A l’hôpital, on mange : alors là, mon grand dada de la semaine.
Premier jour d’opération, diète. Normal.
Deuxième, troisième ET quatrième jour d’hospitalisation : compote de pommes et petits suisses. Only. Traitement de faveur. Et oui, paraît-il que cela fait fonctionner le transit. Pas de transit, pas de sortie, CQFD.
Mon transit ayant eu la bonne idée de se mettre au diapason, je me dis que vendredi soir, je vais pouvoir manger quelque chose!… Mais pas de soucis madame, vous aurez du pain! Pas du pain de campagne non, mais un petit pain à peine décongelé. Yummy.
Je râle et fais partager mon désarroi sur Twitter. Rapidement, on me dit que je peux me faire ramener des douceurs. Pourquoi n’y ai-je pas pensé plus tôt?!!!
Déception avec l’arrivée desdites douceurs… à force d’avoir faim, je n’ai plus faim.

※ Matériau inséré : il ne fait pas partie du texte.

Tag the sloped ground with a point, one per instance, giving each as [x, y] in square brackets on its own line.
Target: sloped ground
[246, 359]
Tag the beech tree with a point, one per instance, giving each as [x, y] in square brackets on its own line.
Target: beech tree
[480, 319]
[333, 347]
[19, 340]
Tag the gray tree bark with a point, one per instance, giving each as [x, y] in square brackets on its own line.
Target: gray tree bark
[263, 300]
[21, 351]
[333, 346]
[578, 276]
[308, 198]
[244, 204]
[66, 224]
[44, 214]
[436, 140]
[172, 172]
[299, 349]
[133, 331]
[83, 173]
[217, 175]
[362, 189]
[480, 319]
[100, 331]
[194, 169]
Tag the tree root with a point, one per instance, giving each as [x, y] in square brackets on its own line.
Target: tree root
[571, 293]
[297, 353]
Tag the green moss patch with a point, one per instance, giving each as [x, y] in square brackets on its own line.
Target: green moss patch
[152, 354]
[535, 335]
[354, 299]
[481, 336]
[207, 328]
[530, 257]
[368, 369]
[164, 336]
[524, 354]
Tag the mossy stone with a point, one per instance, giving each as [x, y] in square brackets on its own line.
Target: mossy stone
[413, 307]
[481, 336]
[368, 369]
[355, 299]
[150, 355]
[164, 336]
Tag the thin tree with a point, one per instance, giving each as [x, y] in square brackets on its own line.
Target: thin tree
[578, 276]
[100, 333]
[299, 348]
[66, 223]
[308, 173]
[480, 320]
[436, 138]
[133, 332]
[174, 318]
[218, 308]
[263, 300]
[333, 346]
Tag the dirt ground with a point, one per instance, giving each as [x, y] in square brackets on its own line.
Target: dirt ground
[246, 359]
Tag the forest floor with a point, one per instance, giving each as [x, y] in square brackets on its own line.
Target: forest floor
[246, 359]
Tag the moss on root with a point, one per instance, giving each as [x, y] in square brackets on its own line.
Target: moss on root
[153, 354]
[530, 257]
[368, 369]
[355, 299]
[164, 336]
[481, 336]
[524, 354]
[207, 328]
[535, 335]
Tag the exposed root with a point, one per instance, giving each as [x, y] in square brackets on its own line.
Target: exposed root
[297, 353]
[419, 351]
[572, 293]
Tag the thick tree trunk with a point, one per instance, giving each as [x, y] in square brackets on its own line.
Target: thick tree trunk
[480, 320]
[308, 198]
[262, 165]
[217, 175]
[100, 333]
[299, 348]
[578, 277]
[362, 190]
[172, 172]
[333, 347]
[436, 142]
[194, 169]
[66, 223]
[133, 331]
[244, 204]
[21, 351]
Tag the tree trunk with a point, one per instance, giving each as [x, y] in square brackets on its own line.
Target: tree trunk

La sensation est partie, mon estomac rétréci, je n’ai plus l’envie de manger. Me voilà bien.
Samedi, jour béni.
J’ai le droit à quelques pâtes, du steak haché infâme, des aubergines vapeur dans leur sauce tout aussi infâme… de la vraie gastronomie comme on n’en fait plus. Encore une fois, je laisse mon tour et me contente de mon fromage blanc et de sa fidèle compote.
Résultat des courses : c’est peu, pas à mon goût… Je devrais perdre quelques petits kilos avec tout ça! Pour mémoire, j’avais perdu trois bons kilos lors de mon séjour à Bichat. Roulement de tambours ce matin… Un kilo. Un tout petit kilo. On m’affame, je suis à deux doigts de mourir d’inanition (non, je n’exagère pas ou si peu) et je ne perds qu’un kilo. Fuck. C’est dit.
A l’hôpital, on dort : vaste blague.
Avez-vous déjà essayé, sans y être obligé, de dormir sur le dos, les pattes repliées pour cause de cicatrice qui tire, quand vous ne jurez que par la position ventrale et/ou de côté? Alors d’accord, il y a des choses plus importantes actuellement dans le monde, mais dans une chambre d’hôpital, le moindre problème prend des proportions gargantuesques.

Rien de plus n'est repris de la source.